Now, you are looking at the most serious types of crimes to evade a court of law. Failure to appear in court for this type of case is a Class I felony.
Of course, there are many different levels of felonies, so these may not all carry the exact same penalty. But, some examples of crimes that would likely be looked at as felonies include:
- possession of marijuana
- breaking and entering a motor vehicle
- hit and run with injuries
- larceny over $1,000
- assault with a deadly weapon
- child abuse
Of course, there are a lot more crimes that can fit this category, but you get the idea. If you do not show up to court while you are being charged with one of these cases, then you will have an additional Class I felony charged against you and a warrant out for your arrest.
Another situation where you can get charged with a felony for failure to appear is if you have already been convicted in any case in a superior court in which you were expected to receive a jail sentence.

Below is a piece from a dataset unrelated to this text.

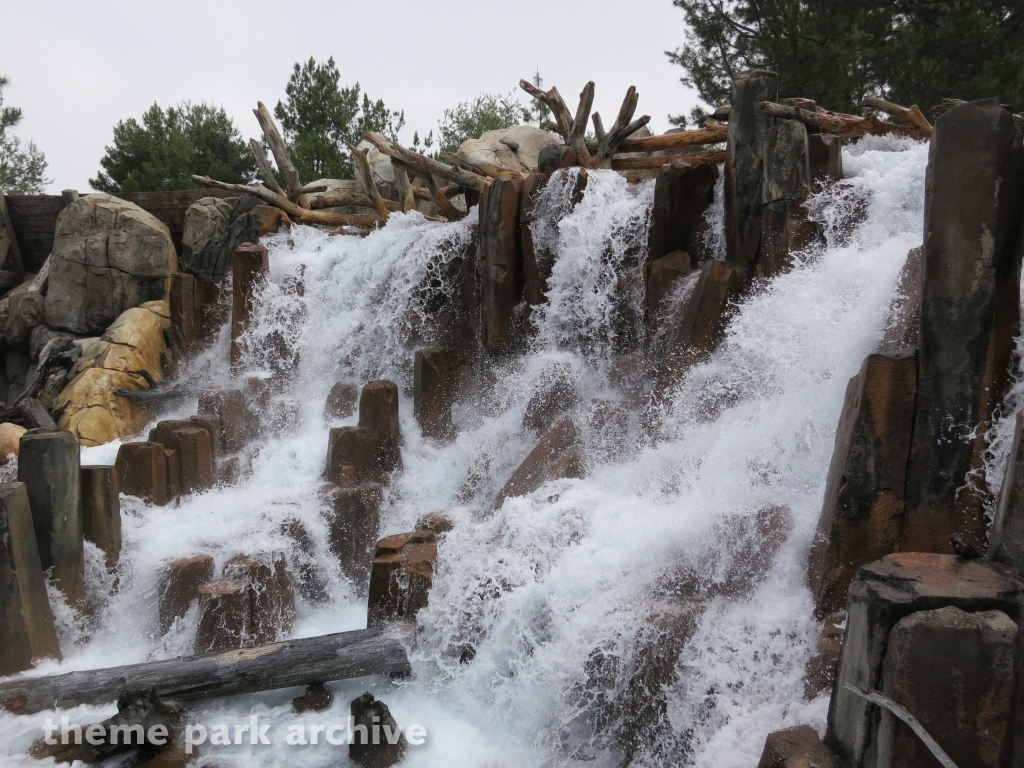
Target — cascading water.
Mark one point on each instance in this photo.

These types of cases are usually less serious criminal cases. However, if you skipped your appearance for a less serious case with a minor sentence, you could be doing yourself a disservice and adding a much bigger burden on yourself.
In that situation, you could possibly go from being charged with a minor misdemeanor to being charged with a Class I felony, while also increasing your jail sentence and increasing the rate of your bail bond.
Bail Bonds and Penalties
With the above information, you need to understand what kind of penalties and bail bond burdens you might be facing if you didn’t show up to your court case. These penalties would all be in addition to what you are already facing, rather than included.
The least serious type of failure to appear is a Class 2 misdemeanor, which carries a maximum penalty of 60 days in jail. As stated above, a Class 1 misdemeanor has a maximum penalty of 120 days in jail.
But, what about Class I felonies? They carry a maximum penalty of 24 months, however, a range of 3-8 months may be more realistic for this case depending on your situation and if you are a first-time offender.
If there was a bail bond attached to this, then the person who signed it would lose any collateral that they might have offered, whether it was cash or another asset. If you show up to court, then you would just have to have a premium payment (up to the bondsman rather than the full amount).
Is Failure to Appear a Felony?
Is failure to appear a felony? The short answer is that it can be depending on your circumstances. Normally, it would be a felony if you were charged with a felony or if you have been convicted of a crime already.
If not, then it would just be a misdemeanor. This is why it is important to appear in court, to save yourself and your loved ones the time, trouble, and money that skipping causes.